Background information
- Born: Angelica Cristina Gori 24 July 2001 (age 24) Bergamo, Lombardy, Italy
- Genres: Pop; funk; indie pop; indie rock; pop-rock; pop-punk;
- Occupations: Singer; songwriter;
- Instruments: Vocals; guitar;
- Years active: 2020–present
- Labels: Uma Records; Nigiri; Columbia; Sony Music;

= Chiamamifaro =

Italian singer-songwriter (born 2001)

Angelica Cristina Gori (born 24 July 2001), known professionally as Chiamamifaro, is an Italian singer-songwriter.

== Early life and education ==
Born and raised in Bergamo together with her sister Benedetta and her brother Alessandro, she is the third child of the television presenter Cristina Parodi and the journalist and politician (as well as mayor of Bergamo from 2014 to 2024) Giorgio Gori; her uncles are the journalist Roberto Parodi, her mother's brother, the television presenter Benedetta Parodi, her mother's sister, and the sports commentator Fabio Caressa, Benedetta's husband.

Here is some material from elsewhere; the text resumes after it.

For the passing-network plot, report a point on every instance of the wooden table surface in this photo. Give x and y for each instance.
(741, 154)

She graduated from high school in her hometown, although she also spent two years at a high school near Bristol, where she developed an interest in British indie rock. She then studied at the CPM Music Institute in Milan, where she took an academic course in pop-rock singing and graduated with a thesis entitled "Leap into the Void – Stage Fright and the Fears of Singing". She chose the pseudonym "Chiamamifaro" because she used to play guitar near a lighthouse, not far from where she spent her holidays as a teenager and considers it a safe place.

== Career ==
=== 2020–2022: Macchie e Post nostalgia ===
In 2020, he made his recording debut with the release of his first official single, "Pasta rossa", followed by the single "Domenica", co-written with Riccardo Zanotti, frontman of Pinguini Tattici Nucleari. The single "Londra" was released on 29 January 2021, followed by the single "Bistrot" on 30 April. On 11 June he released his first EP, Macchie, which includes the four previously unreleased tracks mentioned above, along with the single "Limiti", released from the album on 17 June.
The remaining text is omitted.